Director: Kishor B
Cast: Sharwanand, Priyanka Arul Mohan
Sreekaram is one of those films where a messiah from a city comes to the village and solves the issues of farmers. Karthik (Sharwanand) is the messiah here. The first time we see him is when he comes back home to his village on a bus. He is sitting on its top and enjoying the view, because he is here for four days of fun and relaxation with his friends and family. The theme of the film is that when doctors' children become doctors and the children of CAs become CAs, children of farmers become people like Karthik who go away to cities for work and come back to their villages only for festivals and funerals.

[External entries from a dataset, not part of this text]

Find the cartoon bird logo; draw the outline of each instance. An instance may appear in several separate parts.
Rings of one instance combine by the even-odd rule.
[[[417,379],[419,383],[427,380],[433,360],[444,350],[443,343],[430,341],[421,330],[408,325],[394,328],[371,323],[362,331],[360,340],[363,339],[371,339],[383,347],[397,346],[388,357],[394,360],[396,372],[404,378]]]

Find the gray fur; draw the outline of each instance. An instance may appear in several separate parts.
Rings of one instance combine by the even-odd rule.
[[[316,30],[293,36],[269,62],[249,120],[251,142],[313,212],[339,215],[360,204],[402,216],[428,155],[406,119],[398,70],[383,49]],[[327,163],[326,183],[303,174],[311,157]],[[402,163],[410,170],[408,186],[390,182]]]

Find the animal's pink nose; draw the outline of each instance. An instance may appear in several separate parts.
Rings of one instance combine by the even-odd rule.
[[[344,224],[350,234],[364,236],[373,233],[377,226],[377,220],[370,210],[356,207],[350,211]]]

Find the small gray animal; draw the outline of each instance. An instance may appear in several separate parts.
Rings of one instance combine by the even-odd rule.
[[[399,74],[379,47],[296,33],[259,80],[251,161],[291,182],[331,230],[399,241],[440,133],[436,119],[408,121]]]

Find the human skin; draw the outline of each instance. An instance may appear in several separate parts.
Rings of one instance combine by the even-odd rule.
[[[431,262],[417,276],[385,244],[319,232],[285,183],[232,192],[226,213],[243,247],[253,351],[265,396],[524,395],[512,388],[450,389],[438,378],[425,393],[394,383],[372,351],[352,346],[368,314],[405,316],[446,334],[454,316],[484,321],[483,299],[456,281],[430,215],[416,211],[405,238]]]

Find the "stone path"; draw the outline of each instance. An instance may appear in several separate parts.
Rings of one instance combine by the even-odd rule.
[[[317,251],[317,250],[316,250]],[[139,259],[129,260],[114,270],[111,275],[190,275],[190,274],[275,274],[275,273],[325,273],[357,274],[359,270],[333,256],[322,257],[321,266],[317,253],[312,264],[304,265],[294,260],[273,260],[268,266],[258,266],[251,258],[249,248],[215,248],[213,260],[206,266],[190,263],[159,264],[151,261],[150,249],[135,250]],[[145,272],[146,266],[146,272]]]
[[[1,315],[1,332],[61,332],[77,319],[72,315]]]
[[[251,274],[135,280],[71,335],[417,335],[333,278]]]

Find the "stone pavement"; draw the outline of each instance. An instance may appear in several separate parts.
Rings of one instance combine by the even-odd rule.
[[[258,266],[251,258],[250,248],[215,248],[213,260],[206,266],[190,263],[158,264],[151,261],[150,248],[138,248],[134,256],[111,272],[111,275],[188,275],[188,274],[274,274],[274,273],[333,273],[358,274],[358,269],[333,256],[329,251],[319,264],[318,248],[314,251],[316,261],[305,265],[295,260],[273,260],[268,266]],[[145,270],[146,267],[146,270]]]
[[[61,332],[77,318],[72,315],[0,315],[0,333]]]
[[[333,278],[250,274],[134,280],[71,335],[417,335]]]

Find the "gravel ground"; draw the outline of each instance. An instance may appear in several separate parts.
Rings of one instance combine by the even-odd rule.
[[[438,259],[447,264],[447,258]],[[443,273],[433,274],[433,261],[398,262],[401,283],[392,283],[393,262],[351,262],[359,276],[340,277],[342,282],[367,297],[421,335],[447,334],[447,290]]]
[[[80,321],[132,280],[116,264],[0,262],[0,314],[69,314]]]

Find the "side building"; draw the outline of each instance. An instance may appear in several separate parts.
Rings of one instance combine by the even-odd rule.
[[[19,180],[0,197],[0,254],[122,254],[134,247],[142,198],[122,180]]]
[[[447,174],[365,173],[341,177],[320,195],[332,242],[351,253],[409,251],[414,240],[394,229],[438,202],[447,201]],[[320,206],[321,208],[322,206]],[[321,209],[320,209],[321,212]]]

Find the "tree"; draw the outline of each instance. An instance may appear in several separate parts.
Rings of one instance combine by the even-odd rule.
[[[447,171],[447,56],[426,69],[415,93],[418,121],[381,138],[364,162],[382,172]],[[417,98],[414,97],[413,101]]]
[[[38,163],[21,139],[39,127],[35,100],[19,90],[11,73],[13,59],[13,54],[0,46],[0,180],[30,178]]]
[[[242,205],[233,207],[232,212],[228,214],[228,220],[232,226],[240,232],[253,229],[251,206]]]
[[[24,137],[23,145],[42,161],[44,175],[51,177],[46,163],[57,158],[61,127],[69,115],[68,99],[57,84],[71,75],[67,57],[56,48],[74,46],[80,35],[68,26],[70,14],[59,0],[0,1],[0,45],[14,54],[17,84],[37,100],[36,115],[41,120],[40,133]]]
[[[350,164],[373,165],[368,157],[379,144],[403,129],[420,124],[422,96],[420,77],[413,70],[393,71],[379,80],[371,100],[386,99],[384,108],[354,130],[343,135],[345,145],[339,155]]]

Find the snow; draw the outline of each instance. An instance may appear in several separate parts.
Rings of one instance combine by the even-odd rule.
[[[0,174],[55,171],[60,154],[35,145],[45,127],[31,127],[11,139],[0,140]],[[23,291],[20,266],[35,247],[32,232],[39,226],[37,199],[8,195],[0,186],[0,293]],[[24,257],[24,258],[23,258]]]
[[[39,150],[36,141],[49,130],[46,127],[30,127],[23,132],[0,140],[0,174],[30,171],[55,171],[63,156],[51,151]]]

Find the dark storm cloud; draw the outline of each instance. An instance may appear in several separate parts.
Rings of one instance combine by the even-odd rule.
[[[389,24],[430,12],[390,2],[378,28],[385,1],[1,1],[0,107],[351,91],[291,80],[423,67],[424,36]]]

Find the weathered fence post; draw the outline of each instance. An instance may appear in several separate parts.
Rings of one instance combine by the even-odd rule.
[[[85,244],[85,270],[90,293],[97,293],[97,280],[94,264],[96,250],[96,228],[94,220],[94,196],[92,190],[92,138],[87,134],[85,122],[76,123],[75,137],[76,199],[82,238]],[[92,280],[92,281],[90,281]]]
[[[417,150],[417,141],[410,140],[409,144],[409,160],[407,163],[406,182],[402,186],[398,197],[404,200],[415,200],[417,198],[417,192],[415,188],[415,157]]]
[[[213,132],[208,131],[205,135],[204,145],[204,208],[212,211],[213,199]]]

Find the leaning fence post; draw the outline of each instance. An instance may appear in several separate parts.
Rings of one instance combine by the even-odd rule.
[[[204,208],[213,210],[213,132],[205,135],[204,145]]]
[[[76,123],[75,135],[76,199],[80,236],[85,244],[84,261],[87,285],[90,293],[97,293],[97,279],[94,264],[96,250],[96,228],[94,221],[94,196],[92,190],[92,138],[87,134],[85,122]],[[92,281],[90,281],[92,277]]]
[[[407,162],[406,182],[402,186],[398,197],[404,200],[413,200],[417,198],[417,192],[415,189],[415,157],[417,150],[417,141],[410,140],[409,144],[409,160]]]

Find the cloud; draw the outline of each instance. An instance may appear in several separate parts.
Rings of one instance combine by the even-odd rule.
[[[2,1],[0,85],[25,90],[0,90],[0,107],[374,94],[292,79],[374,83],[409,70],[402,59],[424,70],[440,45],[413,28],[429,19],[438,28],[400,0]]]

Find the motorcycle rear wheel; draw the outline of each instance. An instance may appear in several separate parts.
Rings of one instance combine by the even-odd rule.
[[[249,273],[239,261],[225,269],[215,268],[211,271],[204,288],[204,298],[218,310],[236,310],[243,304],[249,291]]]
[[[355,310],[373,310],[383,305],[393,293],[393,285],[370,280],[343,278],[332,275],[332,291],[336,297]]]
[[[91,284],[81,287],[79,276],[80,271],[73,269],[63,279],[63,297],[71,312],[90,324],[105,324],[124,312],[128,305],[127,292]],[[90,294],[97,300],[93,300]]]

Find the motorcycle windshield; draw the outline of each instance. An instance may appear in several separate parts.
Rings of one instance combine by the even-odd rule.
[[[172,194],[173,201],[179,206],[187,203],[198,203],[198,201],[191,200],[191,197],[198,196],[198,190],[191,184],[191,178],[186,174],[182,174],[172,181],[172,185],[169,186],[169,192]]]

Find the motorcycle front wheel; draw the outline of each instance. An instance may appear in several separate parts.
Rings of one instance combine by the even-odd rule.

Sreekaram reminded me of Swades, for obvious reasons: an NRI, played by Shah Rukh Khan, was the messiah. But his character development was incremental in Swades, starting with skepticism at first before being moved by what he sees. He uses techniques he has learnt at NASA to help his village. I would have liked it if Karthik had gone to study agriculture. Or even if he had gone abroad, I would have liked him to have achieved something there and come back with a lot of knowledge.
But Karthik turns out to be a superman right from the beginning. He completes projects that his boss gives him in five minutes. When his boss is about to fire a friend he manages to convince the boss by lecturing him that the friend had legitimate reasons for doing what he did. He becomes employee of the year and the manager of a US branch (or something like that). He only needs to give an evil money lender in his village one lecture before he turns into a good man. With such a character at the center — a superman — there is no drama or suspense in a film. Karthik is such a good-hearted person with no doubts at all.
But Swades, even with its melodrama, is a relatively more realistic film. A movie like that cannot be made in mainstream industries like Tamil and Telugu. But at the other extreme, Sreekaram is a basic, generic melodrama with a layer of 'farming' on top. The villain is one-dimensional and the silly heroine is one-dimensional too. The songs and fights add absolutely nothing.
We get unconvincing developments like Karthik's colleagues leaving their jobs and coming to help him farm in his village. He gives one lecture to a college and everyone is convinced that farming is a great career option. There's a big leap from thinking about these things and implementing them. The film never makes the leap convincingly.
What we are left with is this broad, generic melodrama that says a superman can achieve anything. But towards the end, we are shown a whole bunch of people who did in reality exactly what Karthik is supposed to have done in the film. I am sure most of their journeys were filled with difficulty and self-doubt, and would have made a far better film than this one.